On Sun, Nov 7, 2010 at 9:13 AM, Michel Demazure <michel / demazure.com> wrote:

>
> Coming back to the beginning, quicksort correctly coded is stable (cut
> recursively in three parts, with the middle part made by those elements
> equivalent to the choosen pivot).

...

>
> Which means that ruby's is badly coded.
>

The rest of the sane world begs to differ.

http://en.wikipedia.org/wiki/Sorting_algorithm#Quicksort - "...Efficient
implementations of quicksort (with in-place partitioning) are typically
unstable sorts..."

http://perldoc.perl.org/sort.html - "...Mergesort is stable, quicksort is
not..."

http://www.codecogs.com/reference/c/stdlib.h/qsort.php - "...The algorithms
implemented by *qsort*, *qsort_r* and *heapsort* are not stable..."

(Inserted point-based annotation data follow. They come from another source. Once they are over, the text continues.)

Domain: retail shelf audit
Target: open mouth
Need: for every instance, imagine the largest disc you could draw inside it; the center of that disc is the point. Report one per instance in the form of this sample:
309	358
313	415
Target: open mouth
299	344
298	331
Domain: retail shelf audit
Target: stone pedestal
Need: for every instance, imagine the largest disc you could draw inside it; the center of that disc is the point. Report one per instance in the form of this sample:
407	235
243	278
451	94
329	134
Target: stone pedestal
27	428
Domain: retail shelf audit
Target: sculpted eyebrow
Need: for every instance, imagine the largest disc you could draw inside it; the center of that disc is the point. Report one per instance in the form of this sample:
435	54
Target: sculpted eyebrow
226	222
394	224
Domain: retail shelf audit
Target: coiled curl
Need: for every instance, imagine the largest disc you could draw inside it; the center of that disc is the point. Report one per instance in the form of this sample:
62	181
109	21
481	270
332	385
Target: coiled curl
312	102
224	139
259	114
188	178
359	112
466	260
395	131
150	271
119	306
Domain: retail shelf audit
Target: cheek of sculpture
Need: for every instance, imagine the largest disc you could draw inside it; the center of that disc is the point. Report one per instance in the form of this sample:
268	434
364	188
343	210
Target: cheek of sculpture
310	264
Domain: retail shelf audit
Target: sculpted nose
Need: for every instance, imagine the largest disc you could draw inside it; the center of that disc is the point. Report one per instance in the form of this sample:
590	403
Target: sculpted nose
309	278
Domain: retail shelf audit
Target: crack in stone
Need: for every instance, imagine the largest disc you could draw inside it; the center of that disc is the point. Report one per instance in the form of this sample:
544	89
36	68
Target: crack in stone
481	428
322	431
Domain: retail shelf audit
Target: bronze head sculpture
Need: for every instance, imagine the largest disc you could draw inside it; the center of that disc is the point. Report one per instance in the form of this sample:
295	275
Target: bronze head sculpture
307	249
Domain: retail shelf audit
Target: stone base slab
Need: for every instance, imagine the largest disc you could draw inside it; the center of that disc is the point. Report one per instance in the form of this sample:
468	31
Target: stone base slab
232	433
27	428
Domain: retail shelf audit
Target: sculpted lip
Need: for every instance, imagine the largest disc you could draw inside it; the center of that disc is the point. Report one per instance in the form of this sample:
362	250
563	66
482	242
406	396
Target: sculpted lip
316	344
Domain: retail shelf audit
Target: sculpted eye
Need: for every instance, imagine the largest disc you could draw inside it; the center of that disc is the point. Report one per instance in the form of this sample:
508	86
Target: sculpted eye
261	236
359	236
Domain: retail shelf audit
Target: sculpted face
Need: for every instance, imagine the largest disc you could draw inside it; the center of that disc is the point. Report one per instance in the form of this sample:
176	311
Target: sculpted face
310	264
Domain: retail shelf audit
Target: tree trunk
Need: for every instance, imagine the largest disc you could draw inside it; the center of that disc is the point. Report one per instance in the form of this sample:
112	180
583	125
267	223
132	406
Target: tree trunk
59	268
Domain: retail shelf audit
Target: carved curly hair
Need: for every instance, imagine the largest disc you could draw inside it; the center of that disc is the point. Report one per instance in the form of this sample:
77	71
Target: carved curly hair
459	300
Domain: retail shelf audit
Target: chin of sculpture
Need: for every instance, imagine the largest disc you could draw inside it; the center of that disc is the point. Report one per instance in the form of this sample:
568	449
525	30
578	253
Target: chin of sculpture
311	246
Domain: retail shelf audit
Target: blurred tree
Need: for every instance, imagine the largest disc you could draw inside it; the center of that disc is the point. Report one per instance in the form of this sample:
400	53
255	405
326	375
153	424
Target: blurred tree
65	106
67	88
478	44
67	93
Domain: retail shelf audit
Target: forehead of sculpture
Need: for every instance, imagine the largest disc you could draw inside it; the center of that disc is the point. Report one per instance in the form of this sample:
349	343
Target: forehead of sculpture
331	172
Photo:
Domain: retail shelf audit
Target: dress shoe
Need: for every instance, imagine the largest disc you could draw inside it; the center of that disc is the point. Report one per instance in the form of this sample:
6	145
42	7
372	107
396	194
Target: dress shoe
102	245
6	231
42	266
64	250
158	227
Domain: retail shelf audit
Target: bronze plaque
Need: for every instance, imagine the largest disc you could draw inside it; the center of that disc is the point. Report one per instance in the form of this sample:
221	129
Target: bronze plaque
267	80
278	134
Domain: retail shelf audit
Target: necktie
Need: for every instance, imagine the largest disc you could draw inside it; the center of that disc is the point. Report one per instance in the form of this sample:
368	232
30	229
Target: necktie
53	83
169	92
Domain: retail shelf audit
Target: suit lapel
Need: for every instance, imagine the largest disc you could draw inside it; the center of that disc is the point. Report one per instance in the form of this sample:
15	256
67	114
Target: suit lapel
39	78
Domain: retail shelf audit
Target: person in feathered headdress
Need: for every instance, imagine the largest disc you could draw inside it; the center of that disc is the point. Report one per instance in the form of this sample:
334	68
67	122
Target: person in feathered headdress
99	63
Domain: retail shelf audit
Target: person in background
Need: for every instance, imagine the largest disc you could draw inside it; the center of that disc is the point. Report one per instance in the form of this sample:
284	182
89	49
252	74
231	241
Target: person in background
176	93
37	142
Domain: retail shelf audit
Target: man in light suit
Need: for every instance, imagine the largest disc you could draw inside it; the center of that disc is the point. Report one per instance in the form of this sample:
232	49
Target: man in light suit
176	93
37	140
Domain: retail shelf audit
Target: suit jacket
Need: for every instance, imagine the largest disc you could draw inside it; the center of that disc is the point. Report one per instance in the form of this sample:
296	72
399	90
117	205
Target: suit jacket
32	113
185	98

Linux Man page for qsort - "....If two members compare as equal, their order
in the sorted array is undefined...."

Python in all fairness says they have stable sorts - but they really make no
mention of the algorithm used so I'm unclear as to whether they are using
quicksort at all.

I'd rather have the efficient implementation that one can easily make stable
by using the secondary comparison (as you can easily do in this case) than
an inefficient version that really accomplishes nothing that the efficient
version cannot.

John

P.S. There is nothing in the world stopping anyone from submitting a patch
to add a stable sort option to Ruby. But to pronounce that the hard work of
others is badly coded when it clearly conforms to the normal standard of
multiple mainstream languages is just plain ignorant at best.